I guess there will be more of this from the establishment as Dr. Paul climbs in the polls, but this one runs Congressman Paul’s views through a distortion mirror at least a dozen times and comes out with these conclusions:
[Ron Paul]argues that this [a default] will mean, as the President, Wall Street and the Treasury Secretary argue, an increase in interest rates, not just for the government, but for regular Americans. The cost of car loans would go up. The cost of house loans would go up (and the values would probably come down), as would the monthly payments for people with adjustable rate mortgages. The amount small businesses pay to get loans to expand their business would go up….

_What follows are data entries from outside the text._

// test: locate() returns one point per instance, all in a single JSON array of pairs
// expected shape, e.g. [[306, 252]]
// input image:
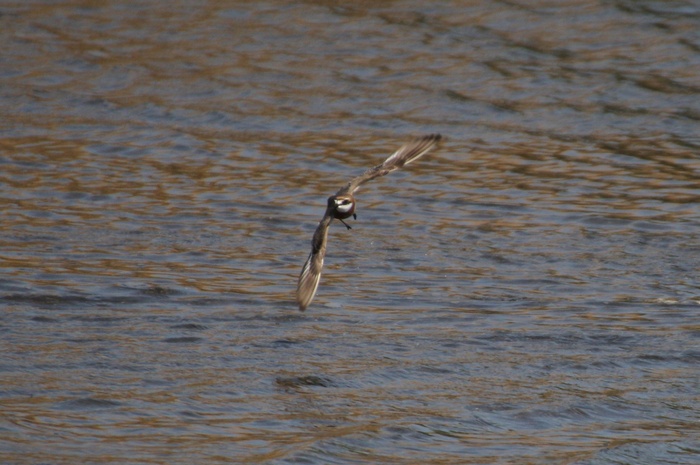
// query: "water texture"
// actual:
[[525, 294]]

So to summarize, here is what Ron Paul, who may yet win the biggest GOP polling test of 2011, is advocating: Less short term employment, slower economic growth, and higher costs for things that Americans buy regularly.
Nowhere does Ron Paul say that defaulting on the U.S. debt will result in higher interest rates in the private sector. In fact, getting the government out of the debt market will increase by trillions the amount that is available from the markets for the private sector.
Interest rates are currently distorted downward by the Federal Reserve for the benefit of the banksters, and getting the Fed out of the way would likely result in the market pushing rates higher, but a U.S. government default would do nothing but result in downward pressure on private sector rates, as the lack of governement borrowing would stop the massive crowding out of the private sector now being done by government borrowing.